Student Question: When you were talking about the trauma that Japan faced in the war, I was realizing that I couldn’t really relate because I feel I’ve never identified with a nation or a culture, and I couldn’t imagine feeling trauma over my country losing a war.
“It wasn’t just losing a war; it was losing their culture,” elucidates Shunyamurti, the founder of the Sat Yoga Institute in Costa Rica. “And the whole of modern history is the destruction of one culture after another by the dominant globalizing culture of capitalism.”

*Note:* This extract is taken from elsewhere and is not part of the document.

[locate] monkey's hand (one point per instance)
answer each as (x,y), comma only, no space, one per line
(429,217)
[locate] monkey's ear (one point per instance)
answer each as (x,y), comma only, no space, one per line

For the Japanese, however, the loss in the war had “profound effects, at that moment, because they were in denial. And it was that forcible coming out of denial, with the sudden dropping of bombs that destroyed Hiroshima and Nagasaki, that literally left the population speechless. That was shock and awe in the true sense. And not only Japan, but I think the entire world has not yet recovered from that."
They [the Japanese] were in denial of this event happening, you mean the destruction in the war? Or were you referring to a different kind of destruction?
“Of the fact that they were losing; it was inconceivable that they could lose. Just as it’s inconceivable now to many people that the present system can fall. You have people who think, ‘Ah, this will go on forever.’ People can more easily imagine the destruction of the world by an asteroid than the fall of global capitalism. It’s inconceivable and it’s not discussable.”
But this is not the end, “and we have to become very strong, and filled with the inspiration of what is going to be born through this trauma, ‘cause it’s a blessing, ultimately; everything is a blessing if it’s understood in its true significance.” Recorded on the evening of Thursday, December 2, 2010.